Monday, September 11, 2006

An unsavory day in the life of an administrator

Over the past few weeks I have dealt with a few game situations that were unpleasant for everyone involved. These included rule violations by players and I had to deal with it as fairly as possible, while maintaining my personal stance on administration in general. I believe that the Sloth MUD should not require continuous involvement from administration to mediate disputes between players.

Of course, the reality is, that sometimes it does and the first situation that comes to mind is one where two (or more) long term players got rather annoyed at each other and one took it beyond the rules of engagement by "player killing" the other one. This is against the rules of the game, but can be accomplished in fairly easy ways by players with enough power or experience in the game.

The first question that may come to the mind of an outsider would be to make something against the rules impossible to do. Unfortunately this would be extremely tricky to do and probably would affect the normal game play. Undoubtedly someone would find a way around this in the gaming environment and we would end up back in the same situation, although likely less often.

What normally happens in this situation is that one player accuses the other of "starting it" and as the dispute mediator; I have to go back and look through the logs to see who did what. This time, fortunately, both parties told the same story of the facts (though motivations were clearly distorted by both sides) so this was not necessary. It was clear who acted beyond the rules first and how they got there. At this point, both players acknowledged that the offending player did the best he could to repair the situation, as death is a tricky thing in games. The net result was nobody lost anything but their temper, though technically rules were violated.

In this particular case, I chose to exercise what is analogous to discretionary law enforcement. Typically this is a serious rule to violate, but the circumstances led me to simply put the offending player in the same situation as his victim. He took the same small risk of bigger repercussions that he imposed on his victim and got lucky as well. I took this approach for a few reasons:
  • The players involved were all experienced.
  • The players involved stopped further involvement with each other.
  • The players involved didn't lie to me.
  • I warned everyone that further issues would result in very severe punishments and believed they would act accordingly.
  • There wasn't any actual loss to any player other than perhaps pride.
  • I told both parties to avoid each other.

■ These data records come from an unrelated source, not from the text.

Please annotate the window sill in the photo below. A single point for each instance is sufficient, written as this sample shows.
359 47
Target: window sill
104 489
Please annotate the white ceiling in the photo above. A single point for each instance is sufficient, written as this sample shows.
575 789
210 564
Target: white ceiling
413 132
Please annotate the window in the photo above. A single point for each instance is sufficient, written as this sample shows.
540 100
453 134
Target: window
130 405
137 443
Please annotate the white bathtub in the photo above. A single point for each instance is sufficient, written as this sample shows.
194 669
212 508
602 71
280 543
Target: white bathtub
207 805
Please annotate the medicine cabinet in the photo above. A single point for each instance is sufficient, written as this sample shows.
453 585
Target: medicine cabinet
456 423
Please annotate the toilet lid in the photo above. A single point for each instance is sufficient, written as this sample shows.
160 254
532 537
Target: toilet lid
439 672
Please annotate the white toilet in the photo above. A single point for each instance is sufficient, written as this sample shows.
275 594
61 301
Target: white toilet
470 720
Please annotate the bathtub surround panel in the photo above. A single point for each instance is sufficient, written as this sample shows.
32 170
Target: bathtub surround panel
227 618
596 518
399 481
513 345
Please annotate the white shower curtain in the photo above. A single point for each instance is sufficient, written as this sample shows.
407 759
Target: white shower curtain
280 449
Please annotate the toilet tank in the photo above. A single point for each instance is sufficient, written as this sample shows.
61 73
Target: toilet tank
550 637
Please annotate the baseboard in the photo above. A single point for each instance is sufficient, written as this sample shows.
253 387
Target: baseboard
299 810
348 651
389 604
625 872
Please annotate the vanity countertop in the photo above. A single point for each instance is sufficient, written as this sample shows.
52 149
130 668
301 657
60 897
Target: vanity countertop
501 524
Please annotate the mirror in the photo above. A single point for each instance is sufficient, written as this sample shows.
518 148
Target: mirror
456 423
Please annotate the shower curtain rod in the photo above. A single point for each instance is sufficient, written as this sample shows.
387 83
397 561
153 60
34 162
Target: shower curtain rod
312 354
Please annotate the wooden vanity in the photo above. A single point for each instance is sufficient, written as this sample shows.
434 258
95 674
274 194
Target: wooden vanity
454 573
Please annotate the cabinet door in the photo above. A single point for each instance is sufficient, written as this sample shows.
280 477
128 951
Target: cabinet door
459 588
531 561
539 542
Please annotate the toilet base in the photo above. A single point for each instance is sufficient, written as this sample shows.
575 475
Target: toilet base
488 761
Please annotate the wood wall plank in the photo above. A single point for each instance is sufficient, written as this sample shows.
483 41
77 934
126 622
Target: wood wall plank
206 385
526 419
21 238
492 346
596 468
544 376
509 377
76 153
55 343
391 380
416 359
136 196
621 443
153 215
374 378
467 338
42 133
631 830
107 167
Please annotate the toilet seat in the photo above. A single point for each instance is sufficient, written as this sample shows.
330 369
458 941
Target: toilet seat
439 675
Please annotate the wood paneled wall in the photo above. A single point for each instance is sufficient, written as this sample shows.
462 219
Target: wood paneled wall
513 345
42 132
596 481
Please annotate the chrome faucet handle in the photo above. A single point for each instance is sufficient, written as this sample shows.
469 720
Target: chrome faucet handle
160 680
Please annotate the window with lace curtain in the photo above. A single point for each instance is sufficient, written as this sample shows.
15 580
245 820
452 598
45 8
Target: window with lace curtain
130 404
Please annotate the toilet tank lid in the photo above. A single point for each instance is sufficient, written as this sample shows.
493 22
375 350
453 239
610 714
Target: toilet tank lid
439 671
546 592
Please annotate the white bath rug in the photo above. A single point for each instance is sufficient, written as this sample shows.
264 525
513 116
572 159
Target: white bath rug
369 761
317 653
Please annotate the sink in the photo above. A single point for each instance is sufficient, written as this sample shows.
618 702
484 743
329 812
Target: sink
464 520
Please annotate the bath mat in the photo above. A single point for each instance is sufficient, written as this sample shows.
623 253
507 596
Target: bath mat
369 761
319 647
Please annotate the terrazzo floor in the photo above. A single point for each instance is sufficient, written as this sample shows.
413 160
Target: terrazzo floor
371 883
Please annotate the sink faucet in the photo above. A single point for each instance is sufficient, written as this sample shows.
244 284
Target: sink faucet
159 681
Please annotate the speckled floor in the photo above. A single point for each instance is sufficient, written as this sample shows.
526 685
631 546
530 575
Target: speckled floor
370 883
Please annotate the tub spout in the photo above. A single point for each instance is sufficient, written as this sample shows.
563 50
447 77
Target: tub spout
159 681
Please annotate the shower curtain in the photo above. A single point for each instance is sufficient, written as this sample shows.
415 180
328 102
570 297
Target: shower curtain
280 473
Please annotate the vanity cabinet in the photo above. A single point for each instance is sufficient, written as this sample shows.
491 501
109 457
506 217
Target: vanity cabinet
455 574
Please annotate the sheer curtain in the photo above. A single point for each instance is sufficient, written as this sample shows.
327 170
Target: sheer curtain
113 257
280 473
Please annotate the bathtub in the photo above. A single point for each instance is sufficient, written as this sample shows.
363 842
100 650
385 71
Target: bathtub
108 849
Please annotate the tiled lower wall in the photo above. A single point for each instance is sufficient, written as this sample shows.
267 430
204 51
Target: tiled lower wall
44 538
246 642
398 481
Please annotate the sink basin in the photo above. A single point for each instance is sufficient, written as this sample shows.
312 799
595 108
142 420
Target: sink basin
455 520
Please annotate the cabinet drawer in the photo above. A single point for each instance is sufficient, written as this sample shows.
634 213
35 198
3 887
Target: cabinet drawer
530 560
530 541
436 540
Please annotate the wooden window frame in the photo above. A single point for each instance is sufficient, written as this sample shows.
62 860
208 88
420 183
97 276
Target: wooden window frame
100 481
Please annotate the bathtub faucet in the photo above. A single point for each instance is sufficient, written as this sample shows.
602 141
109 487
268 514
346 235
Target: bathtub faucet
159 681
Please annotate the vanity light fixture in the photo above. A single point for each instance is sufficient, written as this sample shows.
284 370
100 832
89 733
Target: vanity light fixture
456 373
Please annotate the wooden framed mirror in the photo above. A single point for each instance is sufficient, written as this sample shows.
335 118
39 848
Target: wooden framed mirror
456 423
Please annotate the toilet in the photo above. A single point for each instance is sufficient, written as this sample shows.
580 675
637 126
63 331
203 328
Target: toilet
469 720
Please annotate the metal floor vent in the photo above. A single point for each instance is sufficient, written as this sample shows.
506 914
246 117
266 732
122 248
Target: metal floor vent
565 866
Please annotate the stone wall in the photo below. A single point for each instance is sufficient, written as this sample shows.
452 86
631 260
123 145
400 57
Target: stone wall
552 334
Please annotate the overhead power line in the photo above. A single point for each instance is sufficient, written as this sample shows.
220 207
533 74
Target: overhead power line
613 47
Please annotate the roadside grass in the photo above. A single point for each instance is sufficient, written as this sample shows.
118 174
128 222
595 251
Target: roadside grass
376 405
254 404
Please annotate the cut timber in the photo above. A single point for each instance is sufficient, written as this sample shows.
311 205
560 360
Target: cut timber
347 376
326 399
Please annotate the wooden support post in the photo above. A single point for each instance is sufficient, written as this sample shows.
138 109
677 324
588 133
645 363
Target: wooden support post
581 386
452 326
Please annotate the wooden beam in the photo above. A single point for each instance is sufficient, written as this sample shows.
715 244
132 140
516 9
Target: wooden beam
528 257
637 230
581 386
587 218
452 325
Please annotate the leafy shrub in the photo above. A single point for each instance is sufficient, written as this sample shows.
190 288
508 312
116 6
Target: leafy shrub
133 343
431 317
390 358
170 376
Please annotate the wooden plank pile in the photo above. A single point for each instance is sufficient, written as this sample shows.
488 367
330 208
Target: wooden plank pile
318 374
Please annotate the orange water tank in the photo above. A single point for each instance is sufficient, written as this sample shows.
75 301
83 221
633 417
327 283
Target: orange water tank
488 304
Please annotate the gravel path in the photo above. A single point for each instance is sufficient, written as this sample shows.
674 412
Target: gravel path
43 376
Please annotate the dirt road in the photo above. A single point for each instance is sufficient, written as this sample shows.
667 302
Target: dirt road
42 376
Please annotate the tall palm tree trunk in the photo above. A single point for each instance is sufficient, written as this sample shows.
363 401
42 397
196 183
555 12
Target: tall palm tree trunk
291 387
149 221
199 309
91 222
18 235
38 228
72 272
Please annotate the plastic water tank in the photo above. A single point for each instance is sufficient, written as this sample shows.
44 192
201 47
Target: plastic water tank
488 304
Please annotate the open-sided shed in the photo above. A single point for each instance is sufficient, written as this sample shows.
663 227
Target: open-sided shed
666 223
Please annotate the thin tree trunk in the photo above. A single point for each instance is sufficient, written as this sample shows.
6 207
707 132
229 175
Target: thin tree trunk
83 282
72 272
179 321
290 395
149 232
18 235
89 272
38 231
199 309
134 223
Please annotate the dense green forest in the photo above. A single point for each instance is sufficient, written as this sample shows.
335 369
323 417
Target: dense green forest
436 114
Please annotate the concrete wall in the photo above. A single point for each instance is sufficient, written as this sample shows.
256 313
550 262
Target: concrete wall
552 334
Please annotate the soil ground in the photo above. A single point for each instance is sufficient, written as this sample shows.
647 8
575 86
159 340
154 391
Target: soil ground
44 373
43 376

This didn't make the victim happen, and this party accused me of many unsavory things including cronism. This is the most amusing to me as I had barely heard of either party involved prior to this incident. At this time, at least a few weeks have passed and I haven't heard any complaints from either player.

In a similar situation a couple weeks later, an experienced player also semi-intentionally "player killed" an inexperienced player. I did put a more severe punishment in place in this case (loss of some character powers) because:

  • There was disparity in experience of the players.
  • I had made the warning previously stated.
  • I wanted to make sure I didn't have to continue to deal with more of these and hoped word would spread.

The result of this was actually much more pleasant than the previous situation as the punished player took it very well and the victim did not complain further. Dealing with this case was still not a pleasant experience for me.

In any case, I think you can see that player administration requires some arbitrary decisions that perhaps don't seem fair to all parties involved at the time. But, my goal isn't always exact fairness in each situation; it is that fairness is the steady state with as little involvement from administration as there can be. This is probably an idealistic vision, but we don't get paid for this and don't enjoy dealing with disputes of this nature. To me, it's best to try to minimize their occurrences by enacting stiff penalties when appropriate and avoid heavy-handed actions when not necessary.